Monólogo

Peter Pan permanece en la habitación a oscuras (unos pasos rápidos atraviesan el pasillo entre risas y gritos porque alguien ha roto la Luna). Wendy no coserá su sombra porque esta huyó abrumada por la culpa, aún más negra que la negra sombra. Cuando la hora de los juegos termina y llegan las nanas de cama, Peter Pan tiene miedo. Todavía los Niños Perdidos siguen dando vueltas alrededor del árbol del ahorcado y el juego podrá prolongarse para que los temores se desvanezcan, sólo hay que desearlo (a los Niños Perdidos no les gustan los juegos que no pueden comenzar siempre que les de la gana). Fuegos de artificio, lagunas de sirenas y vasos de colores.
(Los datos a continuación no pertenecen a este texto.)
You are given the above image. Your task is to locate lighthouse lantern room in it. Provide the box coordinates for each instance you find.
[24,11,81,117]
El chico del sombrero juega a cantar Never Meant To Hurt You, Never Meant To Hurt You y reparte amores de palabra y le pone sentimiento al canto. Hay un secreto, y otro después. Canta el juego, juega el canto, alguien cuenta un cuento y así todos espantan al desencanto. Risas. En esta isla se habla de más porque nadie parece saber echar de menos. Algún juego travieso atraviesa la verja (piezas rotas más allá del límite de la puerta, juguetes rotos a la vuelta del minutero, nadie les enseñó a cuidar de otro corazón que no fuera el suyo). Cuando la madrugada de luces pase y despunte el alba, los Niños Perdidos se convertirán en espectros, en humo (ilusión de ilusionista), en piel sin carne, en carne sin corazón. A Peter Pan le aterroriza que no le quieran y siempre tiene frío en el corazón (tener frío en el corazón o tener frío el corazón, tan sutil es la diferencia que si no hay luz ni luces sería fácil equivocarse y nos podría doler) No hay que temer, no hay que temer, nos tranquiliza el poeta Panero en la hora más fría de la madrugada, y nos deja bajo la almohada versos que hablan de llantos que serán engullidos por la noche porque Peter Pan necesita que le quieran pero nadie queda cuando el ruido y la algarabía cesa.